Quick summary: the SPYs are consolidating after hitting the 156 level. On the 60 minute chart, prices have broken the trend that started at the beginning of the year. The dollar has rallied since the beginning of February, benefiting from the flight to safety bid. But now it appears to be consolidating gains.
The daily SPY chart (top chart) shows that after hitting the 156 level, the SPYs are now consolidating sideways. All uptrends are still intact with prices using the 10 and 20 day EMA for technical support. The MACD has given a sell-signal.
On the 60 minute chart (middle and bottom chart) we see that prices have broken the trend line that started at the beginning of the year. Prices briefly broke this trend line in late February, but forming an inverse head and shoulders formation from which they rebounded. Now, prices have clearly broken this trend, which is better seen in the bottom chart. Also note the declining MACD and CMF, telling us that momentum is weakening and money is flowing out of the market right now.

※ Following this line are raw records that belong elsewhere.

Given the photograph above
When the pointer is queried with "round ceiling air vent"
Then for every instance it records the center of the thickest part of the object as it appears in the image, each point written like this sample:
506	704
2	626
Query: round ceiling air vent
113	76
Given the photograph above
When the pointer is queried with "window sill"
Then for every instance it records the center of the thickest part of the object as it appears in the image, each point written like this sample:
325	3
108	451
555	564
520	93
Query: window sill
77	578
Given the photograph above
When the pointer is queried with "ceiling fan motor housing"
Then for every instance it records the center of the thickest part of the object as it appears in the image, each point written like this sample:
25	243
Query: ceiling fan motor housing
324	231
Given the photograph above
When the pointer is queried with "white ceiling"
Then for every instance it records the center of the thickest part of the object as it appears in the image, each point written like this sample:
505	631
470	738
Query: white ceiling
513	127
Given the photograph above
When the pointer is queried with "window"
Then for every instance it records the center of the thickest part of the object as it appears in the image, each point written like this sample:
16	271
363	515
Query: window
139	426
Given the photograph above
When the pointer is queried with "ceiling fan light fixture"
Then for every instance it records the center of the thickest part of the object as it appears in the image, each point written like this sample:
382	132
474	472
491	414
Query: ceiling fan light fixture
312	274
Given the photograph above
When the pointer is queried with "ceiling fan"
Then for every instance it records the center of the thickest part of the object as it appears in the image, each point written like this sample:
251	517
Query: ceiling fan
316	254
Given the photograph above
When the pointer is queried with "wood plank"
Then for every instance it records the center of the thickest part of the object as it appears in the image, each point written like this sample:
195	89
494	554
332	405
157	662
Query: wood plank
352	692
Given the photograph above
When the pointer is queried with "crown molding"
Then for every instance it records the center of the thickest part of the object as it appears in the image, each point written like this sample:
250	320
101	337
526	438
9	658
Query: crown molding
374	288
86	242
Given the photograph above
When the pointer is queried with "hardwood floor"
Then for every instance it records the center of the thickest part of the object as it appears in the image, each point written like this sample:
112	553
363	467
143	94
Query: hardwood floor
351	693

Starting in early February, the dollar became the beneficiary of the "safety bid" in the market, which led to the sharp rally from 21.6 -- a rally of about 4.5%. Now, prices appear to have hit a short-term top and are retreating a bit. The MACD has given a sell-signal and prices are using the EMAs for technical support. The most likely short-term price target is 22.3 -- the peak from the early/mid November.